Some untruncated lines are expected. Those beginning with 'NN' were not converted as there were mismatches to the adapter sequence (due to sequencing errors and variable adapters). These should be filtered out as invalid barcodes as they will not match the barcode whitelist. It's not ideal as some data will not be used but I think these reads have poorer sequence quality. As the sequence and quality scores are the same length for each read, I would expect Cell Ranger can parse them in the 'chunk reads' step. Is the other FASTQ file valid and does it have the same number of reads (same number of lines by wc -l is a quick sanity check).

On the other hand, the adapters seem to be a fixed length in a fixed position (as described for zUMIs, dropEst, and Salmon). The known barcodes match these parameters. It turns out the original problem was cause by syntax errors in SED and the reverse complement sequence in R2 by NextSeq on v1.5 chemistry. I think there is no longer a need to match exact adapter sequences and we can safely assume barcodes are in a fixed position (i.e., separated by 30 bp adapters): NN[ 8 bp UMI][ 8 bp BC3]---30 bp----[8 bp BC2]---30 bp---[8 bp BC1].

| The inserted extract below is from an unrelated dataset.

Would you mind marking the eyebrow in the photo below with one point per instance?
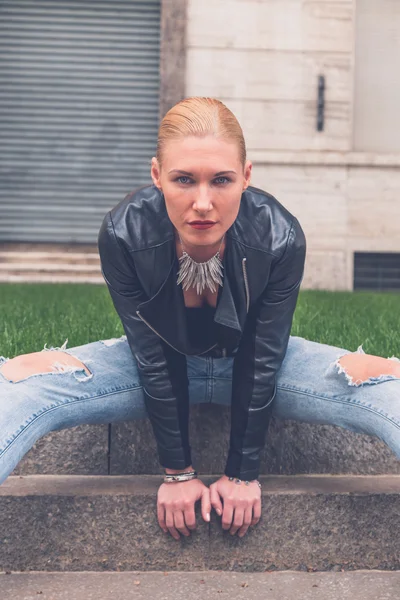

It is a very minor change in the source to support this but it would break automated detection of the reverse complement. Ideally, I'd prefer it wasn't necessary to configure the run differently for HiSeq or NovaSeq data.

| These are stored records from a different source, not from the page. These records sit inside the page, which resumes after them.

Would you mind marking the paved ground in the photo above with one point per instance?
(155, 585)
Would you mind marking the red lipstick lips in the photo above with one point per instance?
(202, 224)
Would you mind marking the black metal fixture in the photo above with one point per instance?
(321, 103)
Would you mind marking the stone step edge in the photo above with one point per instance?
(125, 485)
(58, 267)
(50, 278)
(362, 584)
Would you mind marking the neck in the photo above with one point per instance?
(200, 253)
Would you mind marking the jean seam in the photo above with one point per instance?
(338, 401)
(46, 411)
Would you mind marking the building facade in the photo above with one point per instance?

To force it to run for your data I'll provide a patch to update the code.

diff --git a/launch_universc.sh b/launch_universc.sh
index f624f7d..5c14022 100755
--- a/launch_universc.sh
+++ b/launch_universc.sh
@@ -3518,8 +3518,8 @@ else
             mv ${crIN}/.temp $convFile
             #remove phase blocks and linkers (reverse complement if R2 matched)
             sed -E '
-                /.*?(.{8})(.{8})..G[GT]..G[AC]TG.G[GT]..........[GT]A[AC]GACT(.{8})AT[CT]CACGTGCTTGAG........GCATTCG(.{8}).*/ {
-                s/.*?(.{8})(.{8})..G[GT]..G[AC]TG.G[GT]..........[GT]A[AC]GACT(.{8})AT[CT]CACGTGCTTGAG........GCATTCG(.{8}).*/\4\3\2\1/g
+                /[ATCGN][ATGCGN](.{8})(.{8}).{30}(.{8}).{30}(.{8}).*/ {
+                s/..(.{8})(.{8}).{30}(.{8}).{30.(.{8}).*/\4\3\2\1/g
                 n
                 n
                 s/..(.{8})(.{8}).{30}(.{8}).{30}(.{8}).*/\4\3\2\1/g

Save the above in a file called 'patch.txt' and run

git apply patch.txt
git add launch_universc.sh
git commit -m "fixed length split-seq adapters for reverse complement"

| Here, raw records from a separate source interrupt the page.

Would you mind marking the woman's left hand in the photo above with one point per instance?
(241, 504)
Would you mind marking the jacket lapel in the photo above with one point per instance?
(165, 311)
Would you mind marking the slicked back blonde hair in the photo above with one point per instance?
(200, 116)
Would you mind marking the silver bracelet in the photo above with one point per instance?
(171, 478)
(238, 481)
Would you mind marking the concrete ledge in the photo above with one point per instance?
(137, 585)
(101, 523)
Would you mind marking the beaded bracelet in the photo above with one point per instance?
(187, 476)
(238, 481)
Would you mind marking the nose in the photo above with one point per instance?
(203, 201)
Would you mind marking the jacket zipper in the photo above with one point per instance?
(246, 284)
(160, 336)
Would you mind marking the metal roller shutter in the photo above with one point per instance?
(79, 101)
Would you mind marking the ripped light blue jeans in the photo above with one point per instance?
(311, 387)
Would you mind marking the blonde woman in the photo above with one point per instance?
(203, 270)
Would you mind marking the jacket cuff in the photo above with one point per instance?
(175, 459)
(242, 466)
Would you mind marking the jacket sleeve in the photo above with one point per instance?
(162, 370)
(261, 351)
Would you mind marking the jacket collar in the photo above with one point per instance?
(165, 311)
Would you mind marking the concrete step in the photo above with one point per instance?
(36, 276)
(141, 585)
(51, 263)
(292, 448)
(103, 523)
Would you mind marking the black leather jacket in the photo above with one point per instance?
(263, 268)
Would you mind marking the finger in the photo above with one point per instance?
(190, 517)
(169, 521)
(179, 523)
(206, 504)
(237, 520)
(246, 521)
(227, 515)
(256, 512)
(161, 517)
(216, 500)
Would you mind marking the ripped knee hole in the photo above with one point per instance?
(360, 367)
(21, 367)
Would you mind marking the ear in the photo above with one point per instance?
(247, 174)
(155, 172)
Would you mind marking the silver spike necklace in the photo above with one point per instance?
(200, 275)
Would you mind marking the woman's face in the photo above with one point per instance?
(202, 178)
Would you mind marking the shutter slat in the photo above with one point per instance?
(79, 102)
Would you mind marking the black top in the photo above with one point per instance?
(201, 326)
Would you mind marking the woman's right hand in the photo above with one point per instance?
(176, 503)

ayyildizd commented 1 year ago

Hi Tom,

Unfortunately the pipeline still fails at this step after all these editions:

[runtime] (failed)          ID.test_SRR16248559.SC_RNA_COUNTER_CS.SC_RNA_COUNTER.CHEMISTRY_DETECTOR.DETECT_CHEMISTRY

[error] You selected chemistry 'SC3Pv2', which expects the cell barcode sequence in read R1.
In input data, an extremely low rate of correct barcodes was observed for this chemistry (0.00 %).
Please check your input data and chemistry selection. Note: manual chemistry detection is not required in most cases.
Input: {'lanes': [u'1'], 'sample_names': [u'SRR16248559'], 'sample_indices': None, 'fastq_mode': u'ILMN_BCL2FASTQ', 'read_path': u'{basedir}/input4cellranger_test_SRR16248559', 'interleaved': False}

Shutting down.

In the end I tried this samples with STAR solo and it worked and since I have time limitation I decided to drop out this pipeline and move on with STAR solo. I really thank you for all helps so far! I am closing the issue.